Mercurial repository found
Description
A Mercurial version control metadata directory (.hg) has been detected on the web server. This directory contains the complete repository history, source code, configuration files, and developer information. The .hg directory should never be present on production systems as it is intended only for development environments. Its presence indicates that code was deployed using a direct repository clone rather than a proper build and deployment process, exposing sensitive development artifacts to unauthorized access.
Remediation
Immediately remove all Mercurial metadata directories from production web servers.

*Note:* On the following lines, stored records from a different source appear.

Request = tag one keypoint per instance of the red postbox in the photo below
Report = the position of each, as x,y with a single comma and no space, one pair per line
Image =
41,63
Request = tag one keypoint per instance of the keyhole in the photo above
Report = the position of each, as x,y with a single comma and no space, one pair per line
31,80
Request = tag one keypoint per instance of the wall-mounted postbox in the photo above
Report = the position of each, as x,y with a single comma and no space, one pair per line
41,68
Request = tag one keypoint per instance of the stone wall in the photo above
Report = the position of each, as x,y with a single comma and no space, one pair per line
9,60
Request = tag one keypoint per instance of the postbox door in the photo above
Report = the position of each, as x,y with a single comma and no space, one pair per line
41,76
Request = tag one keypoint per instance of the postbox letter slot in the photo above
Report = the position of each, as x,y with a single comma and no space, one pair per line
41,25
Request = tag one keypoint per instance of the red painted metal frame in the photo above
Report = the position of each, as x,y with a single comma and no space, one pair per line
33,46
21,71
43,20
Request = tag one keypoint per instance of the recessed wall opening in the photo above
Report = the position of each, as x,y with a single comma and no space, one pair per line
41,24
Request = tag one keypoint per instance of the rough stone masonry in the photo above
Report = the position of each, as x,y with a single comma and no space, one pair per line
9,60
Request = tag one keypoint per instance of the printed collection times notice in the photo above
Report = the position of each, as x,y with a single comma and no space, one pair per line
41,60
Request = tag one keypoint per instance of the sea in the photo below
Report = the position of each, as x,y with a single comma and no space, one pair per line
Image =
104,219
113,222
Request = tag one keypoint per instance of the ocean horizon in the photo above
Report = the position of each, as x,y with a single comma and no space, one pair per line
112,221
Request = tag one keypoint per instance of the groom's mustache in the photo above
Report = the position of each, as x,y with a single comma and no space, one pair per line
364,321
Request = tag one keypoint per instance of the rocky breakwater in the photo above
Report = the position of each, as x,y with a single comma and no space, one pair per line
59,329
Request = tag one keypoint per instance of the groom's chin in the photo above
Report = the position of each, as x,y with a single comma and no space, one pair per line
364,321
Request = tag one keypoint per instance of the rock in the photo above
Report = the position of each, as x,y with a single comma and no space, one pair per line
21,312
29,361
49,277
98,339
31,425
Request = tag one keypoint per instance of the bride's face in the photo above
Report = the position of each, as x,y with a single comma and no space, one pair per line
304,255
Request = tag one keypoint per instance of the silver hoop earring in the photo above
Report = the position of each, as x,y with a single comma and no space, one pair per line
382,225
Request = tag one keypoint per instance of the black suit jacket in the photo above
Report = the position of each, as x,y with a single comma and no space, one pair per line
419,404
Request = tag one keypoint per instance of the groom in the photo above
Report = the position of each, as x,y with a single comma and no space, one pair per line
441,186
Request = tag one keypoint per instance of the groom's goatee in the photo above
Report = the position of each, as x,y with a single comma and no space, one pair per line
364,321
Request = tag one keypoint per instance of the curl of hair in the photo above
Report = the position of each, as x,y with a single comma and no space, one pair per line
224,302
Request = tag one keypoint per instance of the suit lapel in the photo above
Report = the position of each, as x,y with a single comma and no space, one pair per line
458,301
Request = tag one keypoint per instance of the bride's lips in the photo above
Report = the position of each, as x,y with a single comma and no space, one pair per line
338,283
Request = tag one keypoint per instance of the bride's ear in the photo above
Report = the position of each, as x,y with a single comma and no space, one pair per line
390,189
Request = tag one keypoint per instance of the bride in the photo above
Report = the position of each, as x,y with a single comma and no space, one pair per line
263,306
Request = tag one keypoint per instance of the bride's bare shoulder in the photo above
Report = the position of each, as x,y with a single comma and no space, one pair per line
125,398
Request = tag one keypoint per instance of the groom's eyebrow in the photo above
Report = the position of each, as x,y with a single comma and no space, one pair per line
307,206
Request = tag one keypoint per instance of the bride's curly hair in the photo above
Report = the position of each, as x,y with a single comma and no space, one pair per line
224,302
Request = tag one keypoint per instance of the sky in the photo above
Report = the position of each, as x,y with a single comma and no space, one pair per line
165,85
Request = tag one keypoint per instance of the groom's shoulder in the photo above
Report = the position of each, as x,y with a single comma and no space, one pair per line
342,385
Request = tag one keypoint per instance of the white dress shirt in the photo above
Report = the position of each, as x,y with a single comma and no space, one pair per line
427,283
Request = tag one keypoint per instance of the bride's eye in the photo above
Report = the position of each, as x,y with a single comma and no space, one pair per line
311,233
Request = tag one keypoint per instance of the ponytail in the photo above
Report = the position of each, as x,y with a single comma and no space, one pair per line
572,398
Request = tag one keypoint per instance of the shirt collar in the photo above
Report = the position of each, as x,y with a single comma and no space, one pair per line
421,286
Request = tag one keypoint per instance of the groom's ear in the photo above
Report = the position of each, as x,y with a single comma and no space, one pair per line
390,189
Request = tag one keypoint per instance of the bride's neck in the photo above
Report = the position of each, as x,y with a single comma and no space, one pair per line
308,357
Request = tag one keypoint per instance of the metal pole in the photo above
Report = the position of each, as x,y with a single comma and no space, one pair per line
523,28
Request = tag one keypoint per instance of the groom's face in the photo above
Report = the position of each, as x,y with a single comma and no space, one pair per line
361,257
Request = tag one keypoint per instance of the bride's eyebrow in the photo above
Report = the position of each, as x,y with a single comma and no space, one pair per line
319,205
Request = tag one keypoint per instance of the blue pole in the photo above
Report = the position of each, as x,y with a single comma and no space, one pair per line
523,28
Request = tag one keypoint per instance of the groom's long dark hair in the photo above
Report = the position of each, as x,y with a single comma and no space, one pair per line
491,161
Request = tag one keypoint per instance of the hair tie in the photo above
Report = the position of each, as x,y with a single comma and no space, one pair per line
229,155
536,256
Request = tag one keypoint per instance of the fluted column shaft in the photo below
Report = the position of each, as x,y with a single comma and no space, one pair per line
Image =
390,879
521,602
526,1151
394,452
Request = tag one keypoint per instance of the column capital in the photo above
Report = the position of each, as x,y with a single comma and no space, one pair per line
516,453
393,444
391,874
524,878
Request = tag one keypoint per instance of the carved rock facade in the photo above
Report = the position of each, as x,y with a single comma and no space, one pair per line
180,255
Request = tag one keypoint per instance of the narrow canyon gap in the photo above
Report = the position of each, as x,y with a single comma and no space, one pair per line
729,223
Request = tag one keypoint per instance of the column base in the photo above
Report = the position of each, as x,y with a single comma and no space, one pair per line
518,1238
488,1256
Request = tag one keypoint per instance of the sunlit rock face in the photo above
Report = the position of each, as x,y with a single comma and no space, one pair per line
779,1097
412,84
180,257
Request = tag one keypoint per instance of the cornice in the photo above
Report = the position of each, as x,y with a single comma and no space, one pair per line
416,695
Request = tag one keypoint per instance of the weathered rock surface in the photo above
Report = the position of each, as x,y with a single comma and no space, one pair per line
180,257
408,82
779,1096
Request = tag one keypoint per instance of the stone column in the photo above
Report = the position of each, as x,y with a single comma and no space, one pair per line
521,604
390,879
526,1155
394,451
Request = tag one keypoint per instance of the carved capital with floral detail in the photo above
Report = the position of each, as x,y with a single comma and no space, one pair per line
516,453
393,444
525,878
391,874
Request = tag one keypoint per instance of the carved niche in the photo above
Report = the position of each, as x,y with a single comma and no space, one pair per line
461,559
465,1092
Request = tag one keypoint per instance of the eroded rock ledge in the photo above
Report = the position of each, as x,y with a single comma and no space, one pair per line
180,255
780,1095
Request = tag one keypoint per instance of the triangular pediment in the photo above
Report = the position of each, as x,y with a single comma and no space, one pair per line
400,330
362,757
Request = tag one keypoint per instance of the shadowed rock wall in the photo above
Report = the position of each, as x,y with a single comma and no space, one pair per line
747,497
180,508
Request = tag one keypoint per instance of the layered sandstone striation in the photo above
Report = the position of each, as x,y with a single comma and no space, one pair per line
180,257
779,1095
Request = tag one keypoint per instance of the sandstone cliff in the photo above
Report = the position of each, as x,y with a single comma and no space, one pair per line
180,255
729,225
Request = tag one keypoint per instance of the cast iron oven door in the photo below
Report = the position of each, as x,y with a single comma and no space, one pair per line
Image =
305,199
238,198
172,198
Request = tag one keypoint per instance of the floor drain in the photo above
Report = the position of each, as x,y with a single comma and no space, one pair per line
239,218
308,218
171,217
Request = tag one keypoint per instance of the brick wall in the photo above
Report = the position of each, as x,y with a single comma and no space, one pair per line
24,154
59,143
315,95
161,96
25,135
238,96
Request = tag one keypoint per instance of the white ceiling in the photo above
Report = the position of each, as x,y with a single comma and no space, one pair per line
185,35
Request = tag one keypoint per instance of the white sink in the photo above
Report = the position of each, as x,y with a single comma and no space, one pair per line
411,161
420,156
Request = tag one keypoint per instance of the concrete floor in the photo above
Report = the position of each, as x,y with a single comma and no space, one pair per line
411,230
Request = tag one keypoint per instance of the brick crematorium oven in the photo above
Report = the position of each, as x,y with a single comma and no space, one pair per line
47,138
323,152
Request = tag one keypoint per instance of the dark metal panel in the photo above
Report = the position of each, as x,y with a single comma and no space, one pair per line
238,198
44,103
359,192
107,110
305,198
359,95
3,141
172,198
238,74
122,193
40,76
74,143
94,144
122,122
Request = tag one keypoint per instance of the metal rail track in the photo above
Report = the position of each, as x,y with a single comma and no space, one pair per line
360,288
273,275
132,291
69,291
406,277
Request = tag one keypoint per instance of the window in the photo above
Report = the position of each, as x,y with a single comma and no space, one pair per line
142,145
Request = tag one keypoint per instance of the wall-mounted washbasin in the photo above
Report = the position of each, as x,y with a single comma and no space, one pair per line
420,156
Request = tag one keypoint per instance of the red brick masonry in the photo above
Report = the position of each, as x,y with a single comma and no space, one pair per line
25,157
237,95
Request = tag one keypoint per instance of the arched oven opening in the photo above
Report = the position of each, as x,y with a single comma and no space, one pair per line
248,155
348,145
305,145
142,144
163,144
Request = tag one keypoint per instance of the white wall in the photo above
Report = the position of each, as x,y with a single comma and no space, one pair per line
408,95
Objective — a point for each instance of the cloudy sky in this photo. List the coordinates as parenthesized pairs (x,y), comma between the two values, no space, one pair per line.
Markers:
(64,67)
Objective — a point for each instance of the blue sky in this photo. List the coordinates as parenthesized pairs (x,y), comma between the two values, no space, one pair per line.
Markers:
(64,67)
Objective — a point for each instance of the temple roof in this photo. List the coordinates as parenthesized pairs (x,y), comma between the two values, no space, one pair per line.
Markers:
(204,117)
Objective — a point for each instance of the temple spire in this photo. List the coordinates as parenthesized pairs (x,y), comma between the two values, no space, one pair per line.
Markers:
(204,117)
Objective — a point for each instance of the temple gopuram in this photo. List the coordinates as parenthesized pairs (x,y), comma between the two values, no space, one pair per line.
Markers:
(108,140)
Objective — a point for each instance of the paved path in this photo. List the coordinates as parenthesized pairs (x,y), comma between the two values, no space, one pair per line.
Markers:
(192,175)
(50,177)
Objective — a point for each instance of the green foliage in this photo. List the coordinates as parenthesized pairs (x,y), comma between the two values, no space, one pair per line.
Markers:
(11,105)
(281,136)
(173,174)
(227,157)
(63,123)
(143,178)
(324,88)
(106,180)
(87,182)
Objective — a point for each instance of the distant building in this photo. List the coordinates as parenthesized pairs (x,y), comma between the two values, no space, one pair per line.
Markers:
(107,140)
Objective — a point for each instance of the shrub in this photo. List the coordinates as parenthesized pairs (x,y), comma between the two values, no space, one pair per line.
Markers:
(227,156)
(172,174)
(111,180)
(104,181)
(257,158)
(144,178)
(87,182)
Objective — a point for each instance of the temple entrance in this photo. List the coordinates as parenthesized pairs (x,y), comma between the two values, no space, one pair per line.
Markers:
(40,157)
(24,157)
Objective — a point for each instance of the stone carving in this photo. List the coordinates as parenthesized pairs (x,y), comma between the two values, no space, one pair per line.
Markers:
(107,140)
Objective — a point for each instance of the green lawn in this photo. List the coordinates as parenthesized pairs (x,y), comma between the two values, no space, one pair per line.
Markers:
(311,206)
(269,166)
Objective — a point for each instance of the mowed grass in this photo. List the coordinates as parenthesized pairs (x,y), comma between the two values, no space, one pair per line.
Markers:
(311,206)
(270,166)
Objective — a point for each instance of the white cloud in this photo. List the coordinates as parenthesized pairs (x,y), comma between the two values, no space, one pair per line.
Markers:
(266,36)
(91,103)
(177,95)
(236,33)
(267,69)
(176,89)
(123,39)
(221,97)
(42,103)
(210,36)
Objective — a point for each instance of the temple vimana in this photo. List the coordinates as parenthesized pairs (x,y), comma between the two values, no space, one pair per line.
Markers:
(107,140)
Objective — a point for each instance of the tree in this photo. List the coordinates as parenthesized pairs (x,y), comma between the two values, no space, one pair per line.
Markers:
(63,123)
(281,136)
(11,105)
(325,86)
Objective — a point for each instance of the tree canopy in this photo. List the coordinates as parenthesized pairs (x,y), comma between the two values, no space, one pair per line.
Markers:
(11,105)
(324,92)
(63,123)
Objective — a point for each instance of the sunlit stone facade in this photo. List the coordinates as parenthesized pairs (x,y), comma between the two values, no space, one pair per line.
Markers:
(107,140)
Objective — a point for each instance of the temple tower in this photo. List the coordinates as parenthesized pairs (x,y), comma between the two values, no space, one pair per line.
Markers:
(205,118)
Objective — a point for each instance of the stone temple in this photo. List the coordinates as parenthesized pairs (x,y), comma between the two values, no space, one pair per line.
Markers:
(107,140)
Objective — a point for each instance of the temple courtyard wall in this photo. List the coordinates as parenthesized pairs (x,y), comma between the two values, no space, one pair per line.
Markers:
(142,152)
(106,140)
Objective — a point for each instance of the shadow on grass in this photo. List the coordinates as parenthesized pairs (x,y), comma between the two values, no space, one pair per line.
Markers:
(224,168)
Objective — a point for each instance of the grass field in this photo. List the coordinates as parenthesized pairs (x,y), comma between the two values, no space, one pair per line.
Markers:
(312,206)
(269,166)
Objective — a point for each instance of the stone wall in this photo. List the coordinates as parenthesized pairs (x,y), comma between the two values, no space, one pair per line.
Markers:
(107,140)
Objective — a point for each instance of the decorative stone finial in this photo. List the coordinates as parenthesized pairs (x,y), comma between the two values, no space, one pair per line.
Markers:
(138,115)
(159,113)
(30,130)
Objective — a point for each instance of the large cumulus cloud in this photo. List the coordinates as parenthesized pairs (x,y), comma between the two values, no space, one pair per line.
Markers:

Implement the following remediation steps:
1. Remove the .hg directory:
rm -rf /path/to/webroot/.hg
2. Configure web server access restrictions:
For Apache, add the following to your configuration file or .htaccess:
<DirectoryMatch "/\.hg">
Require all denied
</DirectoryMatch>For Nginx, add to your server block:
location ~ /\.hg {
deny all;
return 404;
}For IIS, add to web.config:
<configuration>
<system.webServer>
<security>
<requestFiltering>
<hiddenSegments>
<add segment=".hg" />
</hiddenSegments>
</requestFiltering>
</security>
</system.webServer>
</configuration>3. Improve deployment process: Use proper build and deployment pipelines that export clean code without version control metadata. Consider using 'hg archive' command or CI/CD tools that automatically exclude repository files during deployment.